Ważne: Strona wykorzystuje pliki cookies.

W ramach naszej witryny stosujemy pliki cookies w celu świadczenia Państwu usług na najwyższym poziomie, w tym w sposób dostosowany do indywidualnych potrzeb. Korzystanie z witryny bez zmiany ustawień dotyczących cookies oznacza, że będą one zamieszczane w Państwa urządzeniu końcowym. Możecie Państwo dokonać w każdym czasie zmiany ustawień dotyczących cookies. Więcej szczegółów w naszej "Polityce Prywatności".

x

Aktualności

Dzieci chore na fikołki

01.08.2013

Dzieci chore na fikołki
Polskie szkoły gnębi plaga lewych zwolnień z zajęć wychowania fizycznego. W ubiegłym roku szkolnym liczba niećwiczących uczniów znów wzrosła. Na forach internetowych dzieci wymieniają się pomysłami na zdobycie zaświadczenia od lekarza.
Ania Kuc, krakowska gimnazjalistka chciałaby na lekcjach wuefu mieć zajęcia z aerobiku. Nie interesuje się koszykówką, ma problem z grą w siatkówkę, bo po każdym odbiciu piłki bolą ją ręce, stresuje się też gdy musi przeskoczyć przez kozła, bo kiedyś źle wylądowała i boleśnie się potłukła. – Generalnie wuef to porażka – mówi Ania. - Aerobic to co innego. Można się trochę poruszać i przy okazji zrzucić kilka zbędnych kilogramów – rozmarza się gimnazjalistka.
Z kolei Tomek, kolega Ani z klasy, uwielbia tenis. Jego rodziców nie stać jednak na prywatne lekcje w klubie, bo na same treningi trzeba tam wydać minimum 200 zł miesięcznie. – Obok naszej szkoły jest wybetonowany plac, wystarczyłoby narysować linie, zawiesić siatkę i można grać – mówi Tomek.

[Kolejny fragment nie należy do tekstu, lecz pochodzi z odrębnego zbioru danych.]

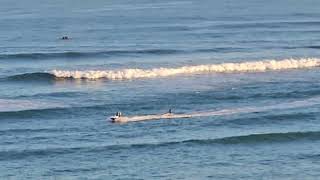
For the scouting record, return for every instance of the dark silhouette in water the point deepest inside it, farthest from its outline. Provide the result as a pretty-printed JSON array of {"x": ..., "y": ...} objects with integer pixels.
[{"x": 65, "y": 38}]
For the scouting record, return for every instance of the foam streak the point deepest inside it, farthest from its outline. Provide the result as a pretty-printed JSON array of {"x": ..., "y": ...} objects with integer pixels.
[{"x": 255, "y": 66}]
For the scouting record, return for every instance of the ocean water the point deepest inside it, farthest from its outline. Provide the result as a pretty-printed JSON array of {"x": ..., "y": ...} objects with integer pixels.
[{"x": 242, "y": 78}]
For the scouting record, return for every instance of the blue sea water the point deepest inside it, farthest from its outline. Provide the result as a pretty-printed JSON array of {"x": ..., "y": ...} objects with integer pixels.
[{"x": 56, "y": 95}]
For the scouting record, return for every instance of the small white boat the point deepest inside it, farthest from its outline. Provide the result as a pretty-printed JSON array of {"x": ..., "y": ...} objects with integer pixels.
[{"x": 116, "y": 118}]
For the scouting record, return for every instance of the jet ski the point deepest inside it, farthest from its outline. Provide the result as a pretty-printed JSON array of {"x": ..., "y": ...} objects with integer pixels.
[{"x": 116, "y": 117}]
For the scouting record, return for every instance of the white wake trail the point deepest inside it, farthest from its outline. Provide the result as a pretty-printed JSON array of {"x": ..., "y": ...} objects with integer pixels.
[
  {"x": 252, "y": 66},
  {"x": 224, "y": 112}
]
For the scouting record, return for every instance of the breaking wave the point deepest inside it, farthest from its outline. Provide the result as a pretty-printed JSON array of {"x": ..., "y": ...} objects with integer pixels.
[{"x": 254, "y": 66}]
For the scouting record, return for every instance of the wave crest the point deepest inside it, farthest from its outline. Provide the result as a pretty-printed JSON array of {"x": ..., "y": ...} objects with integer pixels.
[{"x": 255, "y": 66}]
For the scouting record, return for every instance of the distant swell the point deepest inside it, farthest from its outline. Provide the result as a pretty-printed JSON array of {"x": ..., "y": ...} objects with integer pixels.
[
  {"x": 242, "y": 139},
  {"x": 74, "y": 54},
  {"x": 32, "y": 77},
  {"x": 255, "y": 66}
]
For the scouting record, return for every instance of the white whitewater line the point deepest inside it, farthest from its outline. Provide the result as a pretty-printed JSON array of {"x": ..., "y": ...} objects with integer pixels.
[
  {"x": 224, "y": 112},
  {"x": 253, "y": 66}
]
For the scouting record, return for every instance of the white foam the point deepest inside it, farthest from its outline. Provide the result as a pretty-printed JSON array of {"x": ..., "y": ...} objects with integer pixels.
[
  {"x": 8, "y": 105},
  {"x": 252, "y": 66},
  {"x": 224, "y": 112}
]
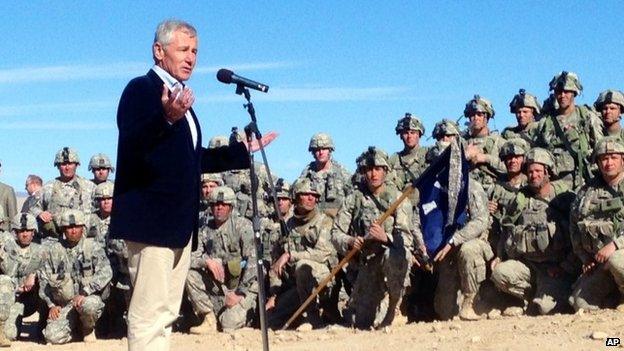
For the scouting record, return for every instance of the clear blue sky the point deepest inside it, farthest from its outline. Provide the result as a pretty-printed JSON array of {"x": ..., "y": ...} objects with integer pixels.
[{"x": 348, "y": 68}]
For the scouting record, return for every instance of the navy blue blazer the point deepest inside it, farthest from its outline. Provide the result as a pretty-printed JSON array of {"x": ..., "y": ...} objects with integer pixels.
[{"x": 157, "y": 184}]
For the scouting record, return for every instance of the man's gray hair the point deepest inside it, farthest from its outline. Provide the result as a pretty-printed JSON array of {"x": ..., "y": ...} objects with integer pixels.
[{"x": 165, "y": 30}]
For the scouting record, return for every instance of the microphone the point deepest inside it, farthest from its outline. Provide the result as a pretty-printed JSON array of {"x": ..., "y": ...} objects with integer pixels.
[{"x": 227, "y": 77}]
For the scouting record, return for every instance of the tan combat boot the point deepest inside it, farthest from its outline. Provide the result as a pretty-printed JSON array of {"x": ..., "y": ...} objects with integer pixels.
[
  {"x": 208, "y": 325},
  {"x": 467, "y": 312}
]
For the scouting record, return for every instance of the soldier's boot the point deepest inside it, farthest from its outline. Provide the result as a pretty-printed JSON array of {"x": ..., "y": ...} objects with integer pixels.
[
  {"x": 208, "y": 325},
  {"x": 467, "y": 311}
]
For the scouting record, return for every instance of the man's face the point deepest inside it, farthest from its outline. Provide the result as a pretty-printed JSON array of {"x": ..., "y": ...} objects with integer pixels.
[
  {"x": 610, "y": 113},
  {"x": 24, "y": 237},
  {"x": 179, "y": 56},
  {"x": 101, "y": 174},
  {"x": 375, "y": 177},
  {"x": 306, "y": 201},
  {"x": 68, "y": 169},
  {"x": 207, "y": 188},
  {"x": 221, "y": 211},
  {"x": 73, "y": 233},
  {"x": 283, "y": 205},
  {"x": 478, "y": 121},
  {"x": 514, "y": 163},
  {"x": 106, "y": 205},
  {"x": 524, "y": 116},
  {"x": 565, "y": 98},
  {"x": 322, "y": 155},
  {"x": 537, "y": 175},
  {"x": 610, "y": 165},
  {"x": 410, "y": 138}
]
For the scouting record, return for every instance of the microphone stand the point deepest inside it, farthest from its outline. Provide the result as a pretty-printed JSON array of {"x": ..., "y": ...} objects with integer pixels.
[{"x": 250, "y": 130}]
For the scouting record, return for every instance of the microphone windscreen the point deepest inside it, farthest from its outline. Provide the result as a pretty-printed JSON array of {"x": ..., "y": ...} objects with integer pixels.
[{"x": 224, "y": 76}]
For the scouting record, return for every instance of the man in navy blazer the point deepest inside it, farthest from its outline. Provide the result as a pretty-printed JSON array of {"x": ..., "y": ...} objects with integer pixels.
[{"x": 157, "y": 188}]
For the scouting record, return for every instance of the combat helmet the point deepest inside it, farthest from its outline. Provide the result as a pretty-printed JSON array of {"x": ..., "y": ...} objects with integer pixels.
[
  {"x": 541, "y": 156},
  {"x": 566, "y": 81},
  {"x": 218, "y": 141},
  {"x": 513, "y": 147},
  {"x": 608, "y": 145},
  {"x": 66, "y": 155},
  {"x": 479, "y": 104},
  {"x": 100, "y": 161},
  {"x": 103, "y": 190},
  {"x": 445, "y": 127},
  {"x": 24, "y": 221},
  {"x": 72, "y": 217},
  {"x": 321, "y": 141},
  {"x": 409, "y": 122},
  {"x": 305, "y": 186},
  {"x": 223, "y": 194},
  {"x": 372, "y": 157},
  {"x": 610, "y": 97},
  {"x": 524, "y": 99}
]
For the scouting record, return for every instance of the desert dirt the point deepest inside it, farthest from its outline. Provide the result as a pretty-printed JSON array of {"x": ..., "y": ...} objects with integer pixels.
[{"x": 581, "y": 331}]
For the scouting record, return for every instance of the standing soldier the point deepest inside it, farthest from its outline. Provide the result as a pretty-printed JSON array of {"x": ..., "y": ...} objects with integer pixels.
[
  {"x": 537, "y": 262},
  {"x": 526, "y": 108},
  {"x": 610, "y": 104},
  {"x": 408, "y": 163},
  {"x": 67, "y": 191},
  {"x": 222, "y": 279},
  {"x": 101, "y": 167},
  {"x": 482, "y": 146},
  {"x": 596, "y": 223},
  {"x": 8, "y": 205},
  {"x": 571, "y": 132},
  {"x": 331, "y": 178},
  {"x": 385, "y": 257},
  {"x": 308, "y": 257},
  {"x": 74, "y": 281},
  {"x": 20, "y": 259},
  {"x": 98, "y": 222}
]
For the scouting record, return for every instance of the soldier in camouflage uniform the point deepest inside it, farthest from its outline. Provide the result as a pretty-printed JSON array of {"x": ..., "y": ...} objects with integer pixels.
[
  {"x": 74, "y": 282},
  {"x": 307, "y": 259},
  {"x": 610, "y": 104},
  {"x": 526, "y": 108},
  {"x": 408, "y": 163},
  {"x": 98, "y": 222},
  {"x": 101, "y": 167},
  {"x": 571, "y": 132},
  {"x": 482, "y": 147},
  {"x": 331, "y": 178},
  {"x": 596, "y": 223},
  {"x": 385, "y": 257},
  {"x": 538, "y": 264},
  {"x": 68, "y": 191},
  {"x": 461, "y": 263},
  {"x": 222, "y": 279},
  {"x": 20, "y": 259}
]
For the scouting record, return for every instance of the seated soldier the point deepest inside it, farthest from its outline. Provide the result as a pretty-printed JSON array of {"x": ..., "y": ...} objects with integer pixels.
[
  {"x": 222, "y": 279},
  {"x": 20, "y": 259},
  {"x": 307, "y": 259},
  {"x": 74, "y": 281}
]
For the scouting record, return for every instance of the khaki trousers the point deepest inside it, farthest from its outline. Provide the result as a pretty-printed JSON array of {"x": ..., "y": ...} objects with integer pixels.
[{"x": 157, "y": 275}]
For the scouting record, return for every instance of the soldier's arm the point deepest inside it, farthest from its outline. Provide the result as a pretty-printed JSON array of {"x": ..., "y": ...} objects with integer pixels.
[
  {"x": 103, "y": 272},
  {"x": 479, "y": 216}
]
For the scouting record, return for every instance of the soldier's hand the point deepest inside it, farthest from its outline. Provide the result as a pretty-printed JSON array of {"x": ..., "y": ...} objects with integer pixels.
[
  {"x": 176, "y": 102},
  {"x": 54, "y": 313},
  {"x": 45, "y": 216},
  {"x": 232, "y": 299},
  {"x": 216, "y": 269},
  {"x": 377, "y": 233},
  {"x": 603, "y": 254},
  {"x": 442, "y": 253}
]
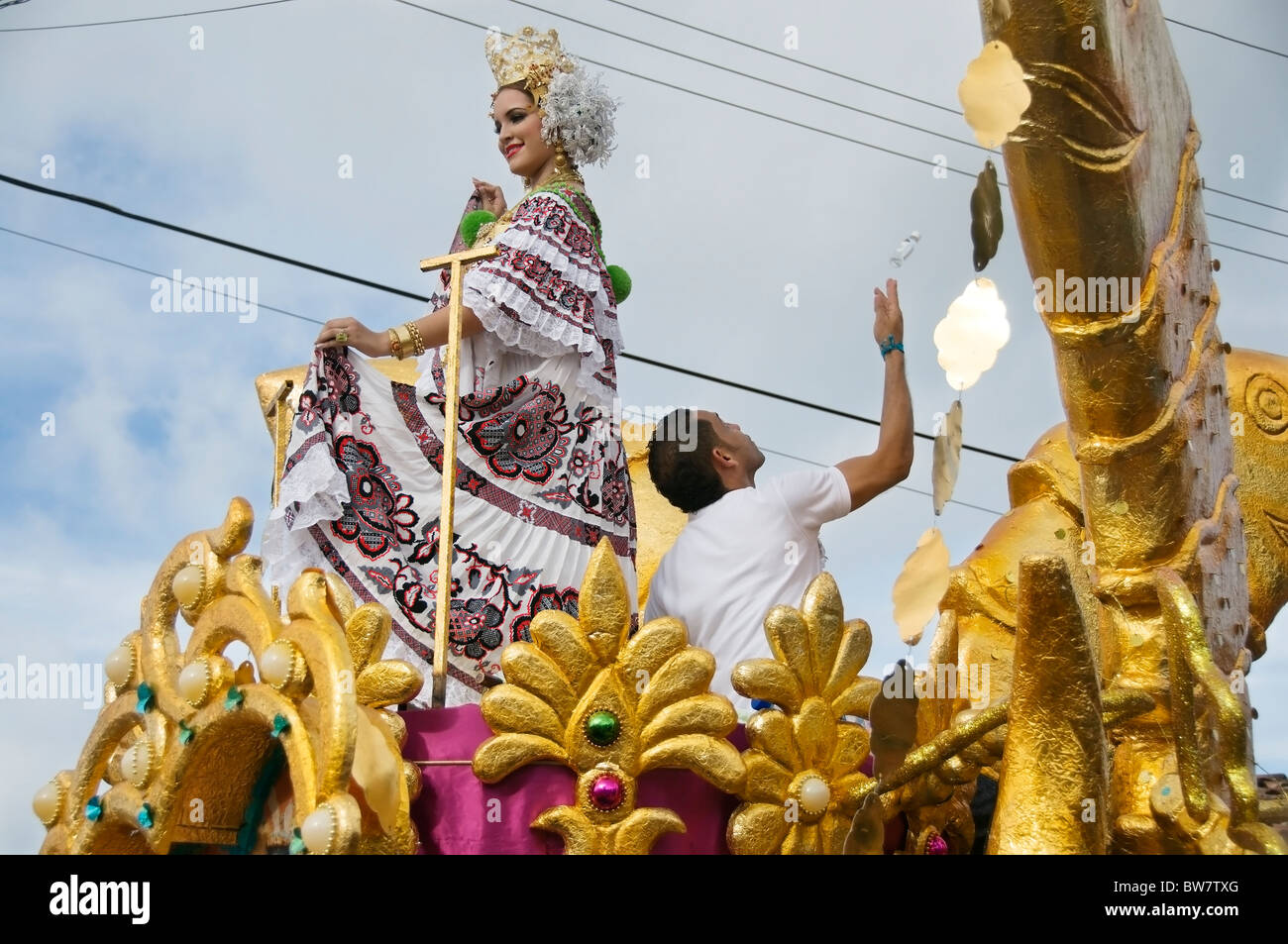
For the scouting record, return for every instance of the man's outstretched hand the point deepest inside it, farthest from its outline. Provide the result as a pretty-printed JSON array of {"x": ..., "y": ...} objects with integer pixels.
[{"x": 889, "y": 320}]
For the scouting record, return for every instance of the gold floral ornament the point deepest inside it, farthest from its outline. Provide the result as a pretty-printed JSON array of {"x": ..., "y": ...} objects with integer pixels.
[
  {"x": 609, "y": 707},
  {"x": 198, "y": 755},
  {"x": 804, "y": 784}
]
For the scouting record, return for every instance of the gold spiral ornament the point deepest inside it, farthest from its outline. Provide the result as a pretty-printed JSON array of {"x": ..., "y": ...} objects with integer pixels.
[{"x": 1267, "y": 403}]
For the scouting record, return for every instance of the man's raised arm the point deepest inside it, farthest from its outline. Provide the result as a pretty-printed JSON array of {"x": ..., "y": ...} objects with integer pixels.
[{"x": 870, "y": 475}]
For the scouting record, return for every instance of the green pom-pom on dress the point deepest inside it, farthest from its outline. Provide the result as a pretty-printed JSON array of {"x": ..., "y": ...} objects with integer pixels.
[
  {"x": 472, "y": 222},
  {"x": 621, "y": 282}
]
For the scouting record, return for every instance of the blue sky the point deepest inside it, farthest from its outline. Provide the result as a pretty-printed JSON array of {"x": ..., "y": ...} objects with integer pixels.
[{"x": 158, "y": 424}]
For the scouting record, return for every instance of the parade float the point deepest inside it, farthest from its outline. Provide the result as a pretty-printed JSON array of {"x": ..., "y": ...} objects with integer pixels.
[{"x": 1119, "y": 604}]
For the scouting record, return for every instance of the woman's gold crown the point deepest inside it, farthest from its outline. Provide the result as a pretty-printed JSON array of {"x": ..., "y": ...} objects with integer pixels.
[{"x": 527, "y": 56}]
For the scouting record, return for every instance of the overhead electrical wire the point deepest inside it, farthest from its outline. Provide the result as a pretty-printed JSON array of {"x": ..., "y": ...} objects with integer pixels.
[
  {"x": 143, "y": 20},
  {"x": 369, "y": 283},
  {"x": 314, "y": 321},
  {"x": 1229, "y": 39}
]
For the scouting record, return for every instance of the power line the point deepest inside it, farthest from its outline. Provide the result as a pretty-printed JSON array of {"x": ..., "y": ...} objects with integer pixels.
[
  {"x": 1249, "y": 226},
  {"x": 787, "y": 58},
  {"x": 146, "y": 271},
  {"x": 662, "y": 365},
  {"x": 907, "y": 488},
  {"x": 719, "y": 101},
  {"x": 1229, "y": 39},
  {"x": 1245, "y": 200},
  {"x": 1249, "y": 253},
  {"x": 244, "y": 248},
  {"x": 314, "y": 321},
  {"x": 794, "y": 400},
  {"x": 378, "y": 286},
  {"x": 142, "y": 20},
  {"x": 752, "y": 77}
]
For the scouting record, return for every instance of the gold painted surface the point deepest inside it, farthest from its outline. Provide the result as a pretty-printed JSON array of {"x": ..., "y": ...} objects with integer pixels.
[
  {"x": 655, "y": 684},
  {"x": 1052, "y": 794},
  {"x": 207, "y": 756},
  {"x": 1142, "y": 378},
  {"x": 814, "y": 679}
]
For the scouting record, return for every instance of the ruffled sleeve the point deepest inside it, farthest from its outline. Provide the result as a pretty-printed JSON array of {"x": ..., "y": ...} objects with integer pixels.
[{"x": 546, "y": 291}]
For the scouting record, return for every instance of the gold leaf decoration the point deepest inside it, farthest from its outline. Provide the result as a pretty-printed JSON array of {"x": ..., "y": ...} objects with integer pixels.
[
  {"x": 609, "y": 706},
  {"x": 161, "y": 746},
  {"x": 804, "y": 785},
  {"x": 993, "y": 94},
  {"x": 919, "y": 586},
  {"x": 894, "y": 720},
  {"x": 948, "y": 452}
]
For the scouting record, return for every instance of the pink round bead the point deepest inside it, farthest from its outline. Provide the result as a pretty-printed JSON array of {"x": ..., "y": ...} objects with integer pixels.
[{"x": 605, "y": 792}]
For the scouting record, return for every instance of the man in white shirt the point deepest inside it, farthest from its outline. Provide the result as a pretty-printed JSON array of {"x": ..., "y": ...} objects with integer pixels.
[{"x": 748, "y": 546}]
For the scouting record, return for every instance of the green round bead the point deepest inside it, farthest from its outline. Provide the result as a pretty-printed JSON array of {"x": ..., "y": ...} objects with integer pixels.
[{"x": 603, "y": 728}]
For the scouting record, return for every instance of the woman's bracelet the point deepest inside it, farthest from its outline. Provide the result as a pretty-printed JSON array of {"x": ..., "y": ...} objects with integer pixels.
[{"x": 417, "y": 343}]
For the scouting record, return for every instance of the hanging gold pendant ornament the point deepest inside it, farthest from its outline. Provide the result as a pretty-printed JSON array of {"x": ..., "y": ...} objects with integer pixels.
[
  {"x": 948, "y": 454},
  {"x": 919, "y": 586}
]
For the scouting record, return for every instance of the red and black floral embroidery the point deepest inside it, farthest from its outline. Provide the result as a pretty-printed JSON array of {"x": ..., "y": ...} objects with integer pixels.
[
  {"x": 376, "y": 517},
  {"x": 529, "y": 441},
  {"x": 546, "y": 596}
]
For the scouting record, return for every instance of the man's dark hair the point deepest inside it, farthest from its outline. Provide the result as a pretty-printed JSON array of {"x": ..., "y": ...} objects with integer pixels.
[{"x": 679, "y": 462}]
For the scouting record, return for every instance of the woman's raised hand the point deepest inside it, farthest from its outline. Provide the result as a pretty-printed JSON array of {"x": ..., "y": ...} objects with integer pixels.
[
  {"x": 340, "y": 333},
  {"x": 889, "y": 316},
  {"x": 490, "y": 196}
]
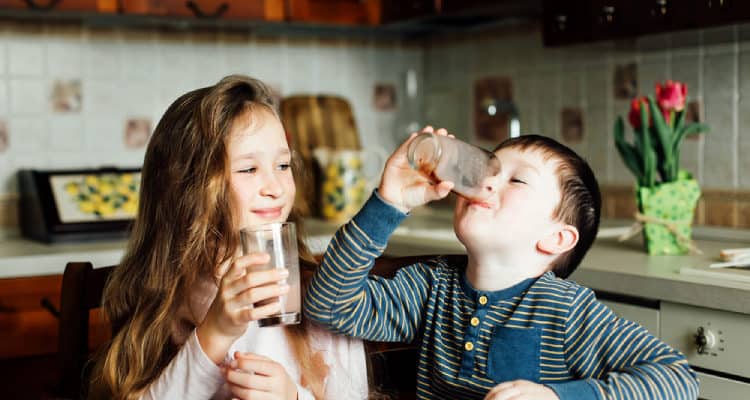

Niestety. Zarówno Ania, jak i Tomek o takich zajęciach mogą jedynie pomarzyć. Zamiast tego, przez cztery godziny w tygodniu biegają za piłką w dusznej sali gimnastycznej i coraz bardziej zniechęcają się do lekcji wychowania fizycznego. A miało być zupełnie inaczej. Tak przynajmniej prognozowało ministerstwo edukacji wprowadzając do szkół we wrześniu 2009 r. rozporządzenie o dopuszczalnych formach realizacji obowiązkowych godzin wychowania fizycznego w szkole. Zakłada ono, że część lekcji wuefu może być realizowana w formie zajęć: sportowych (dla tych, którzy interesują się jakąś dyscypliną sportu), rekreacyjno-zdrowotnych (tu do wyboru uczniowie powinni dostać np. aerobik, basen, czy tenis stołowy), tanecznych oraz turystycznych (np. wycieczki piesze, czy rowerowe – by je zorganizować można połączyć w blok kilka godzin). Jak się jednak okazuje szkoły rzadko korzystają z możliwości uatrakcyjnienia zajęć. – Nic dziwnego – mówi Dariusz Osoliński, nauczyciel akademicki i dyrektor Ośrodka Sportowo-Rekreacyjnego w Zabierzowie. - Rozporządzenie jest dobre, ale stworzenie dodatkowej oferty dla dzieci, wymaga przygotowań. Trzeba kupić sprzęt, doszkolić nauczycieli. To wszystko niestety kosztuje. Stąd problem z realizacją tego rozporządzenia.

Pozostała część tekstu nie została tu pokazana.